Comparing the words of evangelical leaders to the voting of their followers, Trump’s candidacy has revealed a distance between evangelical leaders and rank-and-file Christians.
Instead of the Bible, it appears that the evangelicals are basing their support of Trump on his protecting them from the Islamic State group, liberalism, growing secularism among Americans, and economic insecurity for the country and their families, an economic insecurity brought about because, based on their religion, they supported candidates that created the conditions they are angry about now.
The Reverend Carl Gallups, a Southern Baptist pastor from Milton, Florida, who gave the invocation at Trump’s Pensacola rally last January, said,
“I tell them, if you are not thoroughly satisfied with what you might interpret the depth of his faith might be, then the next thing we must look at is the candidate who will best preserve your First Amendment rights and allow you to express your Christian faith. We’re not electing a priest, a pope or a pastor. We’re electing a president, a CEO, a commander in chief. I’m not perfectly happy with Donald Trump either, but I’m a realist.”
Quite a contrast from past election rhetoric from evangelicals
As Reverend Russell Moore put it,
“I think it’s more a commentary on growing cynicism in American life, including among religious Americans.
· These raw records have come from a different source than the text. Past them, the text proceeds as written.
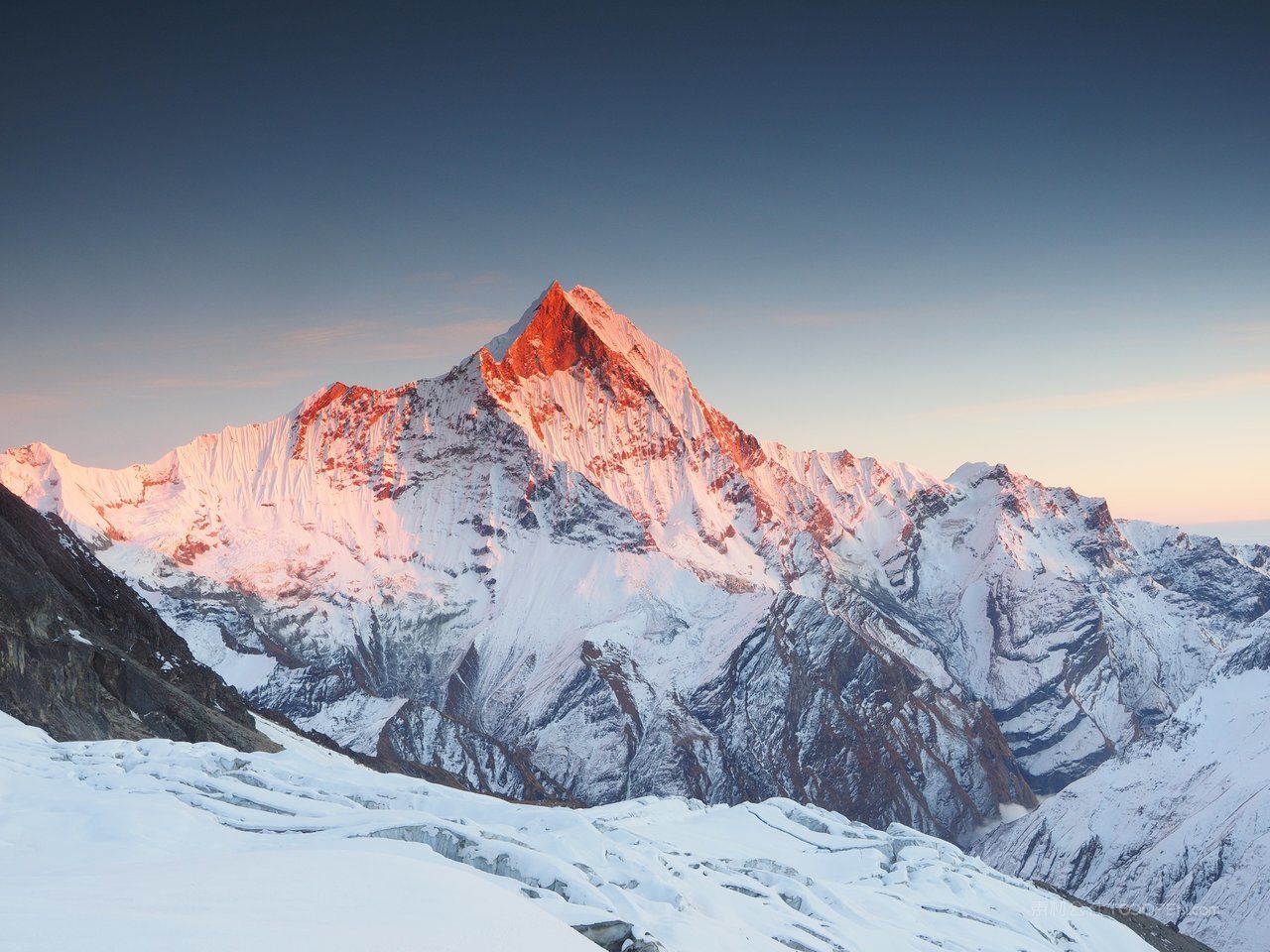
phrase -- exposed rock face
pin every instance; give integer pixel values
(558, 571)
(85, 658)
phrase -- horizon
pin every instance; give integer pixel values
(1056, 262)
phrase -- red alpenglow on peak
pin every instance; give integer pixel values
(556, 339)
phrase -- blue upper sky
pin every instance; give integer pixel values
(1033, 232)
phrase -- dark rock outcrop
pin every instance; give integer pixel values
(84, 657)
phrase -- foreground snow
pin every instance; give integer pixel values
(155, 844)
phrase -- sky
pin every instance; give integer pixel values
(1021, 232)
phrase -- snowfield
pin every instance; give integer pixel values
(158, 844)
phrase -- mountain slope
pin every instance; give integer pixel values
(557, 570)
(353, 857)
(84, 657)
(1179, 825)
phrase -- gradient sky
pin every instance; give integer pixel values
(1032, 232)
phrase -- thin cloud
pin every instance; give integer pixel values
(33, 404)
(830, 318)
(1173, 391)
(1247, 333)
(451, 280)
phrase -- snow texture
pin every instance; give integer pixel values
(154, 844)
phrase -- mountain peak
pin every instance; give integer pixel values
(562, 329)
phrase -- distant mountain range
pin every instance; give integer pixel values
(558, 572)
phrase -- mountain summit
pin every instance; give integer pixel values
(558, 571)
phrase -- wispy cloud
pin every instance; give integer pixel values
(829, 318)
(35, 403)
(456, 281)
(1248, 333)
(1166, 393)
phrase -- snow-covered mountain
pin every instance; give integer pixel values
(144, 846)
(559, 572)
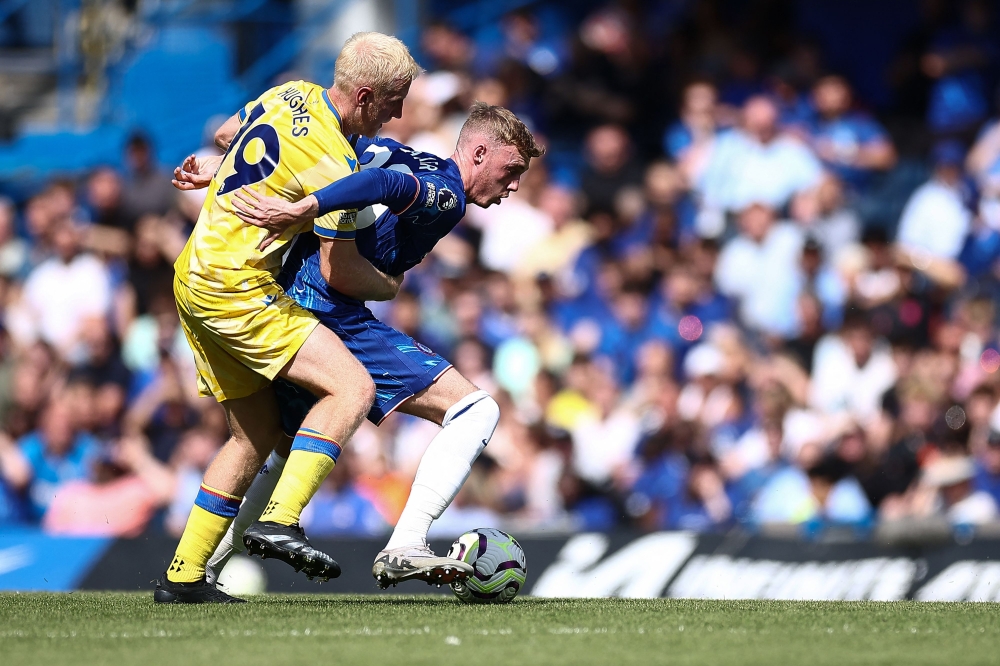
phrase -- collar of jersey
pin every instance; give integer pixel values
(333, 109)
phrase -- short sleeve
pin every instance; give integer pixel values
(339, 224)
(248, 107)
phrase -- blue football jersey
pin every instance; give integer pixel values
(392, 243)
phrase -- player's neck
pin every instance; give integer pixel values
(464, 169)
(346, 111)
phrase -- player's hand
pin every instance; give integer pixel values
(271, 213)
(196, 173)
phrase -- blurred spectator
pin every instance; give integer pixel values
(610, 166)
(756, 163)
(126, 487)
(58, 452)
(339, 509)
(604, 441)
(13, 250)
(946, 489)
(851, 369)
(936, 218)
(769, 251)
(146, 190)
(63, 293)
(960, 61)
(697, 124)
(823, 492)
(850, 143)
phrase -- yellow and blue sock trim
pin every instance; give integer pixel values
(313, 441)
(217, 502)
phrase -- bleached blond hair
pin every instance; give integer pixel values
(372, 59)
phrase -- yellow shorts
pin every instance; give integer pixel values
(242, 340)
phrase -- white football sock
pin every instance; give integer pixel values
(445, 466)
(254, 503)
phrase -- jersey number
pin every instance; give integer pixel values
(246, 173)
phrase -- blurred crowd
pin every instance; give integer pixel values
(728, 297)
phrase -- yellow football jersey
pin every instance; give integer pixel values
(289, 145)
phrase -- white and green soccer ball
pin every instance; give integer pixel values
(499, 563)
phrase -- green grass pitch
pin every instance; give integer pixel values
(116, 628)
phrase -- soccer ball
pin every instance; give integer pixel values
(499, 563)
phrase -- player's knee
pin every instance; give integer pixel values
(490, 410)
(479, 405)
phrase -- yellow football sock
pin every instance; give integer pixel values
(210, 517)
(312, 458)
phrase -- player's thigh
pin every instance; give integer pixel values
(241, 343)
(254, 432)
(434, 401)
(254, 419)
(324, 366)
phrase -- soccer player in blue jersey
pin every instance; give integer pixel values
(416, 199)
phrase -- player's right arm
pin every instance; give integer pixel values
(394, 189)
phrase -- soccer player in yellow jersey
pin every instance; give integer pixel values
(243, 329)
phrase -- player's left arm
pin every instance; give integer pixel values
(397, 190)
(195, 172)
(224, 135)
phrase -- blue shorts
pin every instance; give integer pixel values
(400, 366)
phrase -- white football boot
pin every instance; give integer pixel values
(417, 563)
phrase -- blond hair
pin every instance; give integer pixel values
(503, 127)
(374, 60)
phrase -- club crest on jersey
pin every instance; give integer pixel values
(446, 199)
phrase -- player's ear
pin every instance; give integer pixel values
(365, 95)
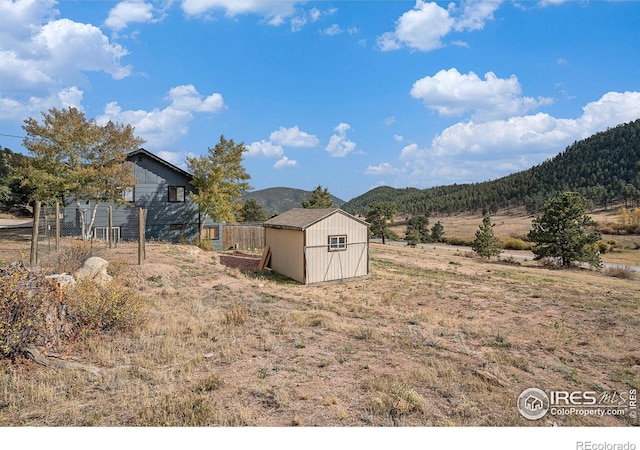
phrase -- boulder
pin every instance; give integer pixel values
(64, 280)
(94, 268)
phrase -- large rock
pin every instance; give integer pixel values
(94, 268)
(64, 280)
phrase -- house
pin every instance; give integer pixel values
(162, 191)
(314, 245)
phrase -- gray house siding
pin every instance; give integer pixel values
(170, 216)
There is a certain segment of evangelicalism that has given up virtue in public life or character in public officials.”
Fighting among evangelicals has produced such responses as Rafael Cruz, Eduardo Raphael Cruz’s father, asking if Trump evangelicals are really sticking to the “word of God”, Russell Moore suggesting evangelicals who support Trump “may well be drunk right now, and haven’t been into a church since someone invited them to Vacation Bible School sometime back when Seinfeld was in first-run episodes”, Conservative Christian Radio talk show host Steve Deace alleging that evangelical pastor Robert Jeffress “is watering down/distorting the Gospel in full public view on behalf of a politician”, and the Christian Post for the first time in its history taking a stand against a political candidate, advising Christians to “pray for personal repentance, divine forgiveness and spiritual awakening for our nation. It is not the time for Donald Trump.”
So we now have Cruz Christians fighting with Trump Christians.
GOP leadership waited too long to go after Trump and took evangelical voters for granted assuming they would automatically vote for a traditional-values candidate.
That would have been Cruz, Rubio, or Carson.
They got that wrong.
Large numbers of Evangelicals seem to be walking away from those Biblical principles that they have been trying to force on the rest of us.